The 2022 Ohio Athletic Conference football season was the season of college football played by the ten member schools of the Ohio Athletic Conference (OAC), sometimes referred to as the "Ohio Conference", as part of the 2022 NCAA Division III football season. 

The conference's statistical leaders during the regular season were: Braxton Plunk of Mount Union with 308.7 passing yards per game and 36 passing touchdowns; Bryce Agnew of Marietta with 137.6 rushing yards per game; and Wayne Ruby Jr. of Mount Union with 132.1 receiving yards per game.
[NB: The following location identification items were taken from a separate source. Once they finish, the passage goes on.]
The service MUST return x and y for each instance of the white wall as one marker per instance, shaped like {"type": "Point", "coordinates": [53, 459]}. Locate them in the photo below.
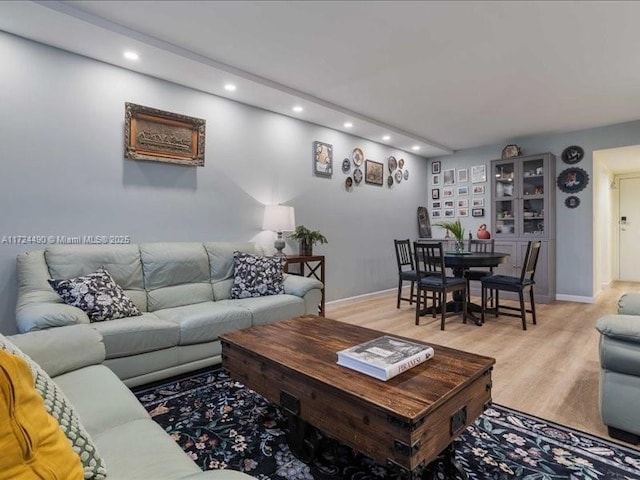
{"type": "Point", "coordinates": [63, 172]}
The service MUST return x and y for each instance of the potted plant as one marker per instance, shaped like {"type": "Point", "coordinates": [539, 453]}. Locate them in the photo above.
{"type": "Point", "coordinates": [307, 239]}
{"type": "Point", "coordinates": [457, 232]}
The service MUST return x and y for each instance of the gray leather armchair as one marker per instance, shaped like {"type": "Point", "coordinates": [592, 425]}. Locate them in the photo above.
{"type": "Point", "coordinates": [620, 369]}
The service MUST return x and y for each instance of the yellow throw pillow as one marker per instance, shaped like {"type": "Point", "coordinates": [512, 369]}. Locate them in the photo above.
{"type": "Point", "coordinates": [31, 442]}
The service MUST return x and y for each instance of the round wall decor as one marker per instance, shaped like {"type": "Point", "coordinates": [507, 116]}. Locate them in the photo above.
{"type": "Point", "coordinates": [572, 201]}
{"type": "Point", "coordinates": [573, 180]}
{"type": "Point", "coordinates": [572, 154]}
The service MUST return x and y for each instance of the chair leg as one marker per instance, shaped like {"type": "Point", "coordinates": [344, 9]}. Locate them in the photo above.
{"type": "Point", "coordinates": [523, 312]}
{"type": "Point", "coordinates": [533, 305]}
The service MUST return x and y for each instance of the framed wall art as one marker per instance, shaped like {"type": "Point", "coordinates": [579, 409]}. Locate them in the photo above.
{"type": "Point", "coordinates": [373, 172]}
{"type": "Point", "coordinates": [160, 136]}
{"type": "Point", "coordinates": [322, 159]}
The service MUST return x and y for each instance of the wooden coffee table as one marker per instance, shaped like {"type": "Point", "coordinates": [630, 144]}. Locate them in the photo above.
{"type": "Point", "coordinates": [404, 422]}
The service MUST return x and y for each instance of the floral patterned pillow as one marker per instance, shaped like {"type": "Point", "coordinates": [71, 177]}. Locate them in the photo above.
{"type": "Point", "coordinates": [257, 276]}
{"type": "Point", "coordinates": [98, 295]}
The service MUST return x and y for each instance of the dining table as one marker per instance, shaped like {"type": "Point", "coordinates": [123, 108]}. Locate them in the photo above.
{"type": "Point", "coordinates": [459, 262]}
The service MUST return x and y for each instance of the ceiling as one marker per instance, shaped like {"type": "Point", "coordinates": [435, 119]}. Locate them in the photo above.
{"type": "Point", "coordinates": [443, 76]}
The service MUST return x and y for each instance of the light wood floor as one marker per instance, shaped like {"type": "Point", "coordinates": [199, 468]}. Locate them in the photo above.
{"type": "Point", "coordinates": [550, 371]}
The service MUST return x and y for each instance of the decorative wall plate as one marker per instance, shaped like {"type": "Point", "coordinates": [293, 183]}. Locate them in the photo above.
{"type": "Point", "coordinates": [573, 180]}
{"type": "Point", "coordinates": [357, 156]}
{"type": "Point", "coordinates": [357, 176]}
{"type": "Point", "coordinates": [572, 154]}
{"type": "Point", "coordinates": [392, 163]}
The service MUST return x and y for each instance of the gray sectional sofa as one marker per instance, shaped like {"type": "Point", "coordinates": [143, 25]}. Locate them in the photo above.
{"type": "Point", "coordinates": [182, 289]}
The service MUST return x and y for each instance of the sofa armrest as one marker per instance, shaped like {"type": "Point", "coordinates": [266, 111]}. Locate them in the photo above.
{"type": "Point", "coordinates": [63, 349]}
{"type": "Point", "coordinates": [299, 285]}
{"type": "Point", "coordinates": [39, 316]}
{"type": "Point", "coordinates": [629, 304]}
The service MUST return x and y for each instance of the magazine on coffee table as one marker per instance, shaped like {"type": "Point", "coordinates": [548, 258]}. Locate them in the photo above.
{"type": "Point", "coordinates": [385, 357]}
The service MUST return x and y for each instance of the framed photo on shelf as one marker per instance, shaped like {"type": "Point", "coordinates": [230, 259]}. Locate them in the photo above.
{"type": "Point", "coordinates": [478, 173]}
{"type": "Point", "coordinates": [450, 177]}
{"type": "Point", "coordinates": [478, 189]}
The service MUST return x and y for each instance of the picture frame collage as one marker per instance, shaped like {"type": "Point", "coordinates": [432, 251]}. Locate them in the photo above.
{"type": "Point", "coordinates": [457, 192]}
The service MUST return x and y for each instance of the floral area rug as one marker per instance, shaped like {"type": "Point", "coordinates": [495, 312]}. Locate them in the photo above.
{"type": "Point", "coordinates": [220, 423]}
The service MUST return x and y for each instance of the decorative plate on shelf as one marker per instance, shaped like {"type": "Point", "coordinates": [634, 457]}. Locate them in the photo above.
{"type": "Point", "coordinates": [392, 163]}
{"type": "Point", "coordinates": [358, 157]}
{"type": "Point", "coordinates": [357, 175]}
{"type": "Point", "coordinates": [573, 180]}
{"type": "Point", "coordinates": [572, 154]}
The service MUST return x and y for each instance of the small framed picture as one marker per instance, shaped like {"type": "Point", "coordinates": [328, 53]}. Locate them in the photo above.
{"type": "Point", "coordinates": [478, 173]}
{"type": "Point", "coordinates": [450, 177]}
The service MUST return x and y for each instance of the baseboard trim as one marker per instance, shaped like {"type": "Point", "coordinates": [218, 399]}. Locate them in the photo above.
{"type": "Point", "coordinates": [574, 298]}
{"type": "Point", "coordinates": [359, 298]}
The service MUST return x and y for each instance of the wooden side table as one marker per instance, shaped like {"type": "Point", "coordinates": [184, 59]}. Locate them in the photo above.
{"type": "Point", "coordinates": [309, 266]}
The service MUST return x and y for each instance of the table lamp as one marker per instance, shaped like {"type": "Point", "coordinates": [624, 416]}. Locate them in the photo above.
{"type": "Point", "coordinates": [279, 218]}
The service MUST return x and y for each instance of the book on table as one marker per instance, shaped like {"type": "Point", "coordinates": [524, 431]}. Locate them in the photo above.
{"type": "Point", "coordinates": [385, 357]}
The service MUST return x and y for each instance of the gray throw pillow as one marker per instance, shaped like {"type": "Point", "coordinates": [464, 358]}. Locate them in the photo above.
{"type": "Point", "coordinates": [257, 275]}
{"type": "Point", "coordinates": [98, 295]}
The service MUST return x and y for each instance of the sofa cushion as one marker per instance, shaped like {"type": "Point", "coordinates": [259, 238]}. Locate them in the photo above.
{"type": "Point", "coordinates": [133, 335]}
{"type": "Point", "coordinates": [97, 294]}
{"type": "Point", "coordinates": [122, 262]}
{"type": "Point", "coordinates": [31, 441]}
{"type": "Point", "coordinates": [59, 407]}
{"type": "Point", "coordinates": [269, 309]}
{"type": "Point", "coordinates": [175, 274]}
{"type": "Point", "coordinates": [257, 275]}
{"type": "Point", "coordinates": [205, 322]}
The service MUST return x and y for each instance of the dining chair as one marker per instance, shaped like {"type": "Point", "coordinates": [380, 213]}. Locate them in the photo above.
{"type": "Point", "coordinates": [479, 245]}
{"type": "Point", "coordinates": [430, 265]}
{"type": "Point", "coordinates": [406, 269]}
{"type": "Point", "coordinates": [514, 284]}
Mount Union compiled a perfect 10–0 regular-season record, won the OAC championship, and was ranked No. 2 in the final NCAA Division III poll. The team advanced to the NCAA Division III playoffs.

Teams

Mount Union

The 2022  Mount Union Purple Raiders football team represented the University of Mount Union of Alliance, Ohio. In their third season under head coach Geoff Dartt, the Purple Raiders compiled a 10–0 regular-season record (9–0 against OAC opponents), and won the OAC championship. Mount Union advanced to the NCAA Division III Football Championship playoffs, beating  in the first round,  in the second round,  in the quarterfinals, Wartburg in the semifinals to meet North Central in the 2022 Stagg Bowl.

John Carroll

The 2022 John Carroll Blue Streaks football team represented John Carroll University of University Heights, Ohio. In their first year under interim head coach Drew Nystrom, the Blue Streaks compiled an 8–2 record (8–1 against OAC opponents) and finished in second place in the OAC.

Baldwin Wallace

The 2022  Baldwin Wallace Yellow Jackets football team represented Baldwin Wallace University of Berea, Ohio. In their sixth season under head coach Jim Hilvert, the Yellow Jackets compiled a 7–3 record (7–2 against OAC opponents) and finished in third place in the OAC.

Heidelberg

The 2022 Heidelberg Student Princes football team represented the Heidelberg University of Tiffin, Ohio. In their seventh season under head coach Scott Donaldson, the Student Princes compiled a 7–3 record (6–3 against OAC opponents) and finished in fourth place in the OAC.

Marietta

The 2022 Marietta Pioneers football team represented the Marietta College of Marietta, Ohio. In their tenth season under head coach Andy Waddle, the Pioneers compiled a 6–4 record (5–4 against OAC opponents) and finished in fifth place in the OAC.

Muskingum

The 2022 Muskingum Fighting Muskies football team represented Muskingum University of New Concord, Ohio. In their fifth season under head coach Erik Leuter, the Fighting Muskies compiled a 5–5 record (4–5 against OAC opponents) and finished in sixth place in the OAC.

Ohio Northern

The 2022 Ohio Northern Polar Bears football team represented Ohio Northern University of Ada, Ohio. In their 19th year under head coach Dean Paul, the Polar Bears compiled a 3–7 record (3–6 against OAC opponents) and finished in seventh place in the OAC.

Wilmington

The 2022 Wilmington Quakers football team represented Wilmington College of Wilmington, Ohio. Led by head coach Bryan Moore, the Quakers compiled a 3–7 record (2–7 against OAC opponents) and finished in eighth place in the OAC.

Otterbein

The 2022 Otterbein Cardinals football team represented Otterbein University of Westerville, Ohio. In their 11th season under head coach Tim Doup, the Cardinals compiled a 2–8 record (1–8 against OAC opponent) and finished in ninth place in the OAC.

Capital

The 2022 Capital Comets football team represented Capital University of Columbus, Ohio. In their third season under head coach Brian Foos, the Comets compiled a 0–10 record (0–9 against OAC opponent) and finished in last place in the OAC.